The ducks are also especially vulnerable to oil pollution because they eat invertebrates that have limited ability to metabolize residual oil.

The researchers captured the ducks, put them under anaesthesia and took a small piece from each animal's liver. They used the biological marker CYP1A, or Cytochrome P4501A.

``All vertebrates including us have enzymes that are induced upon exposure to certain contaminants or other chemicals,'' he said.

``Cytochrome P4501A is specifically induced to a pretty small number of chemicals, including crude oil, and so that makes it both a specific and sensitive indicator of exposure to oil.''

Esler's team sent its samples to a laboratory and when they returned oil had been detected.

``The big lesson is just to appreciate how long the oil can remain in the environment and how long wildlife populations and communities can be exposed,'' he said.

``And this is relevant really in lots of different situations, both in terms of understanding the effects of catastrophic spills like the Exxon Valdez but also in terms of risk assessments for things like pipelines and drilling.''

Pipelines have been a hot-button issue in B.C. in recent months.

In March, a coalition of First Nations declared it will do whatever it takes to stop a proposed pipeline from the Alberta tar sands to the B.C. coast.

More than 150 First Nations, businesses, environmental organizations and prominent Canadians have signed on to try and stop the pipeline proposed by Calgary-based Enbridge Inc., arguing the risk of a spill is just too great.

When asked about Esler's findings, Gerald Amos, a Coastal First Nations spokesman and Haisla Nation councillor, said it doesn't surprise him.

``We've had a pretty good sense that was the case already, before the report came out,'' he said.

``It is another confirmation of the decision we made being the right one.''

Jennifer Lash, executive director of the Living Oceans Society, agreed.

``We know from studies in the past there's been concerns around the long-term impacts around pink salmon stocks, on the killer whale population, and now we're seeing as a result of this study the long-term impact on marine birds,'' she said.

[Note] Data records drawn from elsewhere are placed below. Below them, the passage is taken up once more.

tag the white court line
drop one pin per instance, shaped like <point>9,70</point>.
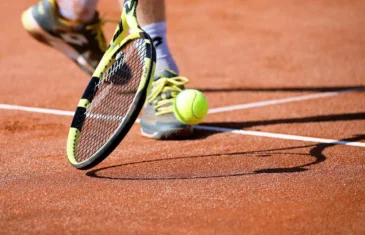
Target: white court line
<point>281,101</point>
<point>36,110</point>
<point>279,136</point>
<point>230,108</point>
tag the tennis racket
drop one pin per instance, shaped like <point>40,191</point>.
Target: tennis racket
<point>115,94</point>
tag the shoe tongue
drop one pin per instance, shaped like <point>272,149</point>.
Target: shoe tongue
<point>165,74</point>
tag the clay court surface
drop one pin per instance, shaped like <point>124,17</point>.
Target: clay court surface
<point>294,68</point>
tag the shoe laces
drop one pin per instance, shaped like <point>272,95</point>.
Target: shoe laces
<point>164,92</point>
<point>96,29</point>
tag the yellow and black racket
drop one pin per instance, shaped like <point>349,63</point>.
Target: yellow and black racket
<point>115,95</point>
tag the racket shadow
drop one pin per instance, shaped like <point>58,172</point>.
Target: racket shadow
<point>314,152</point>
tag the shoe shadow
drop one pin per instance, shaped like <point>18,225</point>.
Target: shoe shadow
<point>120,172</point>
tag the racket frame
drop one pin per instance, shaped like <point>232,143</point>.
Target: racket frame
<point>127,30</point>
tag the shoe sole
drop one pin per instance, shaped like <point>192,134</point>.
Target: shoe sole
<point>37,32</point>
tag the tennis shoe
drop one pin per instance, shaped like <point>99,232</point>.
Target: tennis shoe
<point>158,120</point>
<point>83,43</point>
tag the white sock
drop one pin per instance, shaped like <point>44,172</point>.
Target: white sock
<point>77,10</point>
<point>164,59</point>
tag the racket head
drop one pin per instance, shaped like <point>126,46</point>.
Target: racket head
<point>113,98</point>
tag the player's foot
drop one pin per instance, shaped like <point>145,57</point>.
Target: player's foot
<point>158,120</point>
<point>83,43</point>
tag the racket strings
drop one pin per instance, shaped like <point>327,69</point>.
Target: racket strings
<point>113,99</point>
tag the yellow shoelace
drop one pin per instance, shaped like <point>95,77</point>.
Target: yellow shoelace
<point>97,30</point>
<point>164,105</point>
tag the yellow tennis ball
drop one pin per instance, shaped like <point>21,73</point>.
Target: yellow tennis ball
<point>190,107</point>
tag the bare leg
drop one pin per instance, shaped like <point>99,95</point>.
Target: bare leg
<point>151,11</point>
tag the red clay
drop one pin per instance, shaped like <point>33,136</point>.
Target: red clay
<point>217,183</point>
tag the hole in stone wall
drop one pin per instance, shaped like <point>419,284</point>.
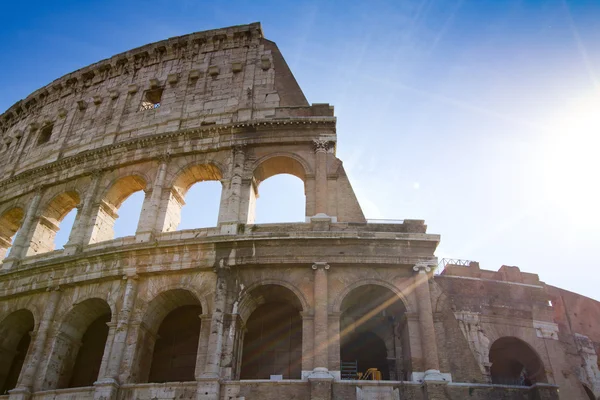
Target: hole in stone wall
<point>45,134</point>
<point>281,199</point>
<point>151,99</point>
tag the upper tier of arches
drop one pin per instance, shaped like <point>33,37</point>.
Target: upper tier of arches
<point>29,222</point>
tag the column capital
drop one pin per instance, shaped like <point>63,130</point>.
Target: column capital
<point>320,265</point>
<point>323,145</point>
<point>238,149</point>
<point>423,267</point>
<point>164,157</point>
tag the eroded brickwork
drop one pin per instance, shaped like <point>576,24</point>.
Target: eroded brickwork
<point>223,106</point>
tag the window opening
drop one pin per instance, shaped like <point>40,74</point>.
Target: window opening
<point>89,357</point>
<point>151,99</point>
<point>45,134</point>
<point>129,215</point>
<point>64,229</point>
<point>273,343</point>
<point>176,347</point>
<point>202,206</point>
<point>281,199</point>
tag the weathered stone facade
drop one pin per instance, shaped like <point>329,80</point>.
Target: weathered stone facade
<point>241,310</point>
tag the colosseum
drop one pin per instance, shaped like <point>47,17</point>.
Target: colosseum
<point>335,307</point>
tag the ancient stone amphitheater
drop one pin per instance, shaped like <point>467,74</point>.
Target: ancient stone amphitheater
<point>332,308</point>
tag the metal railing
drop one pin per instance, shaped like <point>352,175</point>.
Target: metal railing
<point>384,221</point>
<point>454,261</point>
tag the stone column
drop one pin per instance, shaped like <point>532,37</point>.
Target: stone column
<point>149,224</point>
<point>20,243</point>
<point>321,148</point>
<point>426,326</point>
<point>36,349</point>
<point>120,337</point>
<point>209,387</point>
<point>82,231</point>
<point>320,378</point>
<point>229,212</point>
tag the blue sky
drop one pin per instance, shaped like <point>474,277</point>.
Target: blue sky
<point>477,116</point>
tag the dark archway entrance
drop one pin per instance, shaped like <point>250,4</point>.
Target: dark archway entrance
<point>175,350</point>
<point>273,341</point>
<point>89,357</point>
<point>374,334</point>
<point>514,362</point>
<point>14,342</point>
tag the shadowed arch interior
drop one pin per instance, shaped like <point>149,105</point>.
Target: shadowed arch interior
<point>272,344</point>
<point>15,338</point>
<point>374,334</point>
<point>10,222</point>
<point>49,221</point>
<point>79,346</point>
<point>169,340</point>
<point>514,362</point>
<point>285,186</point>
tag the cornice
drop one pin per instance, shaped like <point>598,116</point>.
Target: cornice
<point>233,129</point>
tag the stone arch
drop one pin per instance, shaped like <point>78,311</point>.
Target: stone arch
<point>515,362</point>
<point>272,342</point>
<point>110,201</point>
<point>42,238</point>
<point>337,302</point>
<point>179,185</point>
<point>373,315</point>
<point>10,222</point>
<point>15,339</point>
<point>247,304</point>
<point>277,164</point>
<point>78,346</point>
<point>171,317</point>
<point>280,163</point>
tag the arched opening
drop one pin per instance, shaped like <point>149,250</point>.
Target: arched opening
<point>282,198</point>
<point>124,197</point>
<point>203,199</point>
<point>78,348</point>
<point>15,338</point>
<point>589,393</point>
<point>514,362</point>
<point>374,334</point>
<point>202,205</point>
<point>272,344</point>
<point>52,220</point>
<point>169,338</point>
<point>10,222</point>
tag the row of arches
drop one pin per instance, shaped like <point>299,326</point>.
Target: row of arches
<point>194,198</point>
<point>268,341</point>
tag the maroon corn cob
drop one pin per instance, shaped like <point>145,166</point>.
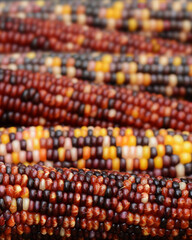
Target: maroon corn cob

``To think that for some reason British Columbia is different and we can have tankers here and we won't face an oil spill is, I think, ludicrous. It's not a matter of if a spill happens, it's when.''

Enbridge has touted the benefits of the pipeline project, saying more than 4,000 construction jobs and thousands more indirect jobs would be created, while generating hundreds of millions in tax revenue.

The company says on its website it has safely carried petrochemicals out of a port in Kitimat for 25 years.

Esler said it's not his job to lay out policy, he's just reporting the facts.

``We need to understand exactly how oil acts in the environment and how wildlife might be affected by that,'' he said.

A study last January found that tens of thousands of litres of crude oil remain trapped along gravel beaches as a result of the Exxon Valdez spill.